I recently had my own brush with musical improvisation during a performance of “bayou borne for Pauline” by Annea Lockwood, in which six musicians each perform their interpretation of one bayou leading into Houston, eventually coming together for a climactic finale. Two singers, a trumpet, a viola, a clarinet and a horn each created our own individual lines, and then by listening to each other and imitating the sounds and motifs that we heard, found a way to work as an ensemble.

So many aspects of music training have the potential to teach those same lessons. In choral singing, for example, we learn to harmonize with our neighbors; we discover that the sound of the ensemble is better when we listen to those around us instead of to ourselves. We breathe as one body, often guided by a conductor, but sometimes just by feeling the vibrations of those around us.

Empathy and good listening skills are crucial to good music-making, but even more importantly, they are crucial to being a good citizen of the world.

It’s impossible not to notice that our world, and the internet in particular, has become an echo chamber—people shouting their own opinions and beliefs into the void and refusing to be influenced or even to listen to what other people believe. In a long chain of Facebook comments, it’s easy to scroll blindly past what has already been written without absorbing it before posting our own thoughts.

I even see this happening in online opera singer communities, with conversations about diversity in casting and programming, for example, devolving into shouting matches between people who refuse to find common ground, even when the common ground is within easy reach. (And I will admit to having been an active participant in these kinds of conversations.)

I realize that sending everybody in the world to music school won’t fix this problem. But what if we could all learn some of the skills that are required to be a good musician? What if musicians themselves could come to understand that they already have what it takes to have a productive conversation, even with people who disagree with them?
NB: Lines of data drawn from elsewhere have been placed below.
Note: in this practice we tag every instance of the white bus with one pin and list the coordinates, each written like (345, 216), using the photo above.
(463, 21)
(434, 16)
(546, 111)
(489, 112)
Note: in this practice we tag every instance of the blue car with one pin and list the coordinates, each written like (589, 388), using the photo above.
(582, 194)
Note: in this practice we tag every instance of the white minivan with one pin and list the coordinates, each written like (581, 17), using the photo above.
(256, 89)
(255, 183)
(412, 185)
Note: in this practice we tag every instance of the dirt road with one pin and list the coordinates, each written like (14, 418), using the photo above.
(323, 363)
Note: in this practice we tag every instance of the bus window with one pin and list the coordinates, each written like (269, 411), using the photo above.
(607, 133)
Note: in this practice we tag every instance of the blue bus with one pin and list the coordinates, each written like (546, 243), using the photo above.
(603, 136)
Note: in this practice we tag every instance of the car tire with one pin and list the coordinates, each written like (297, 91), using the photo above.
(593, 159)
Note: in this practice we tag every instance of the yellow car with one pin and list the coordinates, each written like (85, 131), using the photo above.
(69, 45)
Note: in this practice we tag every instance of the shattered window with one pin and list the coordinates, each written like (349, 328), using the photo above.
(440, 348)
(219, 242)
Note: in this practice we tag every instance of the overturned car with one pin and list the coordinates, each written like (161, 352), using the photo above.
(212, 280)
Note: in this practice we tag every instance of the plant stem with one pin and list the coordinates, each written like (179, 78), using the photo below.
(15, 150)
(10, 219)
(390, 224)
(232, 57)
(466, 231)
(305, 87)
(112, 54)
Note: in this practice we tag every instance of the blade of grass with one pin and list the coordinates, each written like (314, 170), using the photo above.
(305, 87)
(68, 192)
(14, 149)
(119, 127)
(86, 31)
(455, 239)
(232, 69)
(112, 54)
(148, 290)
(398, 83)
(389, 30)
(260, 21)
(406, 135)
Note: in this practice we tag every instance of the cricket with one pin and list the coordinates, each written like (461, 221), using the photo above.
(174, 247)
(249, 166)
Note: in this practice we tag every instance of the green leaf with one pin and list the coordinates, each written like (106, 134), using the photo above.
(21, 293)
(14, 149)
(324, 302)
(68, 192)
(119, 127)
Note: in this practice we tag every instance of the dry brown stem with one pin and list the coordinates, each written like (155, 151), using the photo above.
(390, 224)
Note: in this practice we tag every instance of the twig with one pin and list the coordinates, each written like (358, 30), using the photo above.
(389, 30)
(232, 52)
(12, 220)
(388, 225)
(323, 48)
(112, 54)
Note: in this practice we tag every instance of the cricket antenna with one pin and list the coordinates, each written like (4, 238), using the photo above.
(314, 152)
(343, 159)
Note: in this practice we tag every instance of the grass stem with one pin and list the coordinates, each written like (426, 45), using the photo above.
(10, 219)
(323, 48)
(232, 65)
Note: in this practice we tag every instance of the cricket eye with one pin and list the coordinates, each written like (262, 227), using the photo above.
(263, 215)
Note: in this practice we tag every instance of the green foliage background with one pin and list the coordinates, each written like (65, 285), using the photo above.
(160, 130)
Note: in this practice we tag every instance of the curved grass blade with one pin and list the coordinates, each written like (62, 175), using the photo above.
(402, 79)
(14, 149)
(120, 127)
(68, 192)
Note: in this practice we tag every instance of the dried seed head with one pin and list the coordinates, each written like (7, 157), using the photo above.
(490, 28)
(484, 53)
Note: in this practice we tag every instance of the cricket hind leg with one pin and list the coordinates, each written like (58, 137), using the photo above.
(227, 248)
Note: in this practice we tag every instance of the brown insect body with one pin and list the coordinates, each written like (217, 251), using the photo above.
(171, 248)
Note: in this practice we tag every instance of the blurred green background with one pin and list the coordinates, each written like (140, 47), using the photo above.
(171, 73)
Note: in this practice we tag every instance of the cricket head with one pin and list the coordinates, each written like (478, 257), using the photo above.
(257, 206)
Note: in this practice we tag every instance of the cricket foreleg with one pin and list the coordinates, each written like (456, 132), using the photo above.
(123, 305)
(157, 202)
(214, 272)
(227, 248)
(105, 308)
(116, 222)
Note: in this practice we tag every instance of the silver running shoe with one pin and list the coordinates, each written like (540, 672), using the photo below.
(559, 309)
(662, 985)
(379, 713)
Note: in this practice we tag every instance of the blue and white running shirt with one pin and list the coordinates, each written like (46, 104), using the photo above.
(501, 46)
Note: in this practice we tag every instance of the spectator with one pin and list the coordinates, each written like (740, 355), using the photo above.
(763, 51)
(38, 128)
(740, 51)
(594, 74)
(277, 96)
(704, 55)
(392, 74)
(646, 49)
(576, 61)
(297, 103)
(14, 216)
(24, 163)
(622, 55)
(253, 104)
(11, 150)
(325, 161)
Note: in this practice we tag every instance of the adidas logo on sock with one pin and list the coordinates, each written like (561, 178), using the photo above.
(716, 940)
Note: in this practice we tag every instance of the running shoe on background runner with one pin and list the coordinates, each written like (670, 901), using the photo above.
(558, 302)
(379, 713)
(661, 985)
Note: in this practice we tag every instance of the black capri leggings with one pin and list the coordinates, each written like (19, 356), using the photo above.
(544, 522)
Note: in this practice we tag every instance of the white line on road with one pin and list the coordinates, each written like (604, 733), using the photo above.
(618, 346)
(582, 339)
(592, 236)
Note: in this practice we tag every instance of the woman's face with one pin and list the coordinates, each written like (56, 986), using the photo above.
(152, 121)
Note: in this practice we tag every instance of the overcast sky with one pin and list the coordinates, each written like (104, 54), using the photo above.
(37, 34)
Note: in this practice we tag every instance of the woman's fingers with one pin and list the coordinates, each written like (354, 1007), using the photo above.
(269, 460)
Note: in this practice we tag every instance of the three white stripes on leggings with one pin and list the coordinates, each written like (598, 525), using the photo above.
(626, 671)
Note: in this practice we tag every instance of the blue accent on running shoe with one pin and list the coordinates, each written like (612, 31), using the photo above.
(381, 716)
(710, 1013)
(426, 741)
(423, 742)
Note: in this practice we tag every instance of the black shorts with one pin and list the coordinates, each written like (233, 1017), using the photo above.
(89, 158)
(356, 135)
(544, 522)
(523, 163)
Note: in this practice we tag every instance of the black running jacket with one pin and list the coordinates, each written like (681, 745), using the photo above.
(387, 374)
What if, instead of considering music school or music lessons to be a waste of time because they don’t lead to 100% job security, we thought of them as a creative and exciting way to learn how to relate to our fellow humans?

I believe that by prioritizing music and the arts in our schools, and by allowing passionate young people to follow their dreams in college, we can cultivate future generations of good communicators and empathetic listeners who will be able to solve the world’s problems.